Während der Finanzkrise 2008 kam ein ernst zu nehmender Vorschlag: Es war zunächst als Vorwurf gemeint: Ob denn die Manager kein Ehrgefühl mehr im Leibe hätten, keine Scham? Dieser Vorwurf gründet auf der Erfahrung, dass wir Menschen um unsere Verantwortung wissen sollten. Wer Freiheit beansprucht, dem muss man auch die Verantwortung zumuten. Es gab früher Grundsätze wie bei den Beamten: "Schnaps ist Schnaps und Gehorsam ist Gehorsam." Es gab so etwas wie ein Ehrgefühl in verschiedenen Berufen: "Das ist unter meiner Ehre, das kommt bei mir nicht vor." Solche Prinzipien sind Tabus, die der Mensch aufbaut, um im Zweifelsfall frei zu bleiben für seine Verantwortung für das Gute und das Gemeinwohl. Die 68er haben eine derartige Forderung als Zumutung aufgefasst. Das sei eine Beschränkung der Freiheit, begründet in der Auffassung, dass der Mensch grundsätzlich von Natur aus gut handelt. Die jüdischchristliche Tradition weiß um den schwachen Menschen. Letztlich bleibt die Befreiung von der Sünde ein Geschenk Gottes, aber wir können einiges dazu tun, damit wir verantwortlich für uns und für andere handeln.

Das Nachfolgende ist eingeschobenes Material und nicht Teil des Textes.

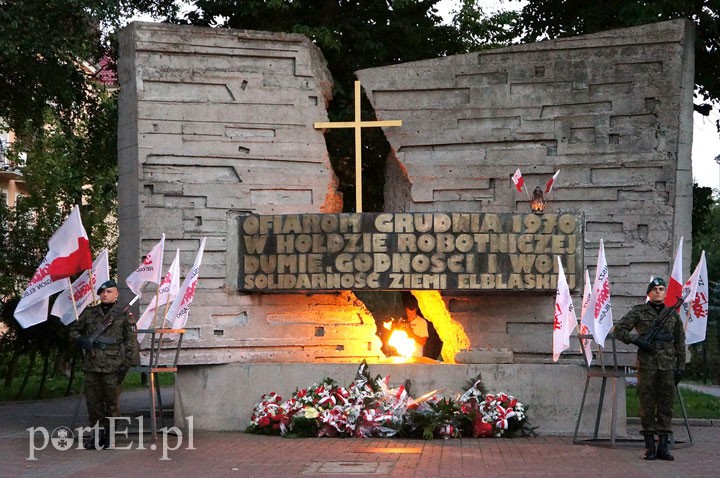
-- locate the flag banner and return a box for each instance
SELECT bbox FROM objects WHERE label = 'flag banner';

Eigen- und Selbstverantwortung sind die beiden Grundpfeiler einer gelingenden Gesellschaft. Wir stehen inzwischen am Scheideweg zu einer Weltgesellschaft. Es wäre spannend, in diesem globalen, digitalen Kontext darüber nachzudenken. Es tun sich enorme Möglichkeiten auf, Menschen auszuspionieren und heimlich zu lenken. Um dieser Versuchung zu widerstehen, bedarf es eines hohen Grades an Verantwortungsbewusstsein. Ein Ausspruch von Mark Zuckerberg, dem Gründer und Vorstandsvorsitzenden von Facebook, die Zeit der Privacy sei vorbei, lässt erschrecken. Viele merken nicht einmal die Ungeheuerlichkeit und Arroganz seiner Auffassung. Unsere Freiheit, die sich in Eigen- und Mitverantwortung niederschlägt, steht vor großen Herausforderungen, wollen wir nicht einer modernen Sklaverei anheimfallen, sondern weiterhin auf unsere individuelle und gesellschaftliche Menschenwürde stolz sein.

Dieser Beitrag basiert auf einer Rede des Autors beim Zahlungsverkehrssymposium 2015 der Deutschen Bundesbank am 15. Juni 2015 in Frankfurt am Main. Zwischenüberschriften sind teilweise von der Redaktion eingefügt.